Vers la fin du mois de février, il y avait environ 85,000 Français en Crimée, 16,000 Anglais et 25,000 Turcs. L’armée russe comptait à peu près 100,000 hommes. Les forces étaient si également balancées que les opérations du siège devaient nécessairement traîner en longueur. Ce n’était plus, à proprement parler, un siège, c’était une succession de combats soutenus la pioche à la main. Deux camps retranchés se trouvaient en présence ; ils poussaient leurs têtes de sape et leurs mines souterraines l’une vers l’autre.

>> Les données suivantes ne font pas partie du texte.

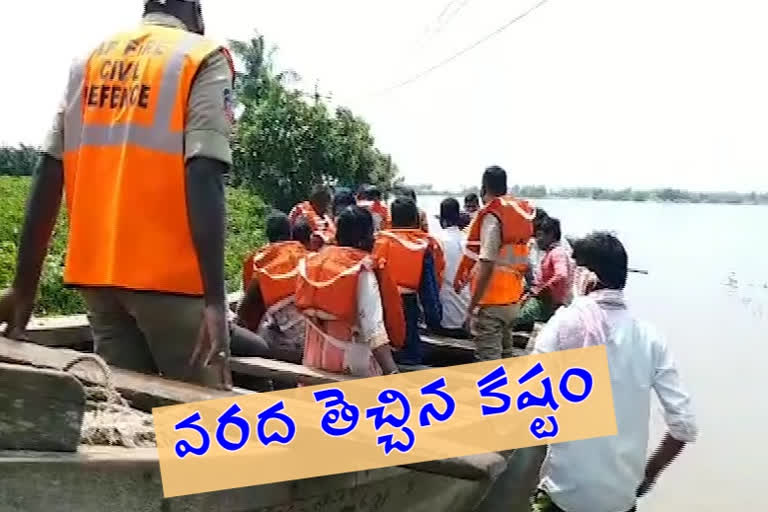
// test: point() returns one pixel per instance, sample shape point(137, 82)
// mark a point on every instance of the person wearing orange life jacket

Le principal effort des assiégeans s’était transporté de la gauche à la droite ; les assiégés avaient couru en force de ce côté. Pour aller jusqu’à Malakof, il fallait maintenant passer par le Mamelon-Vert. L’ennemi avait fait de cette colline un de ses ouvrages avancés. Il y avait amené du canon, et gênait considérablement nos approches. Nous devions creuser nos parallèles dans un tuf que la bêche réussissait à peine à entamer, et qui ne couronnait nos parapets que de pierres presque aussi dangereuses que les projectiles. Le terrain qui entravait nos travaux rendait bien aussi ceux de l’ennemi plus pénibles ; mais l’ennemi avait de moindres courbes à décrire, puisqu’il se trouvait à l’intérieur du cercle dans lequel nous tendions à l’envelopper. La nature du sol lui offrait d’ailleurs une compensation. Au lieu de talus inclinés qu’auraient pu gravir aisément nos colonnes, chaque ouvrage nous opposait une escarpe naturelle. Les Russes, en approfondissant leurs tranchées, avaient taillé cette escarpe droite et raide dans le roc.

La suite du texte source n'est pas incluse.